6. I too have had serious lower back issues, luckily fixed by my own chiropractor; so I too have to do my exercises, take care when lifting supers full of honey, gardening and using the chainsaw. Regaining the function of your spine is just as important as the pain.

7. My own granddaughter, only 7 is hypermobile giving her pelvic, knee and ankle issues. Xrays show a mildly dysplastic hip. Years ago we would have called it growing pains. She too regularly needs chiropractic care and luckily responds well. Increased range of motion is more difficult than too stiff in my opinion. Our care is for kids too.

8. This 65 year old lady is a serious gardener; every day she is bending, lifting and digging for 2 to 3 hours a day. It regularly catches her in the sacroiliac joint, so she has a treatment once a month that sorts it out. She does her lower back exercises faithfully.

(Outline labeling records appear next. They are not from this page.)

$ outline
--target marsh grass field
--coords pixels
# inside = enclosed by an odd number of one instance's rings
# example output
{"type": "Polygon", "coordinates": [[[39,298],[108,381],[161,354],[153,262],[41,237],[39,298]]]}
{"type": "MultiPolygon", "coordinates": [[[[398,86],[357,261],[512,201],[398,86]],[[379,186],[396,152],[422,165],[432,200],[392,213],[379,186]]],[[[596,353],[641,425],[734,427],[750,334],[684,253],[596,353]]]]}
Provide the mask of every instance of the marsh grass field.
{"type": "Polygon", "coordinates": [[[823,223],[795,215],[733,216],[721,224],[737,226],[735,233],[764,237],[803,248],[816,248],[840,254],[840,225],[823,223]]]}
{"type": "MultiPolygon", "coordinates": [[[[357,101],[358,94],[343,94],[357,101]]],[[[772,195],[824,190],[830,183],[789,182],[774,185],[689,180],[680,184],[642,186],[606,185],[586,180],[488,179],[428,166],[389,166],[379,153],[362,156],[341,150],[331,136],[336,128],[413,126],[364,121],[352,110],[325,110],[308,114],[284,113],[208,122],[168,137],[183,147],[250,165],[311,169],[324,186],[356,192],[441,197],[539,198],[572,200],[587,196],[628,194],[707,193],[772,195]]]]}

9. This 88 year old lady is an inspiration; every day she is busy in the community. With a nasty scoliosis she manages very well with a chiropractic adjustment every six weeks and exercises faithfully done.  

10. Mr X is a 71 year old retired man who wants to continue with maintenance care every six to eight weeks; he had suffered from two years of lower back pain when he first came a year ago. He has no discomfort now after 8 chiropractic treatments, but is aware that danger lurks.

11. Mrs C has been having severe headaches, and taking a lot of analgesics. It's a non complicated upper cervical facet syndrome, and she's doing well.

12. Mr D is a 38 old year man with chronic shoulder pain after a rotator cuff tear playing cricket. It responded well to treatment, but he knows he must do his exercises every day; for two years he couldn't sleep on that shoulder.

13. Mr D, a 71 year old man, has a severe ache in the shoulder and midback since working above his head. Trapped nerve tests are negative but he has advanced degenerative joints of Luschka; after just two treatments he is 50 percent better. Can we reach 90?

And so the day goes; chiropractors shouldn't be treating the elderly most medical sites state but that's so much bunkum.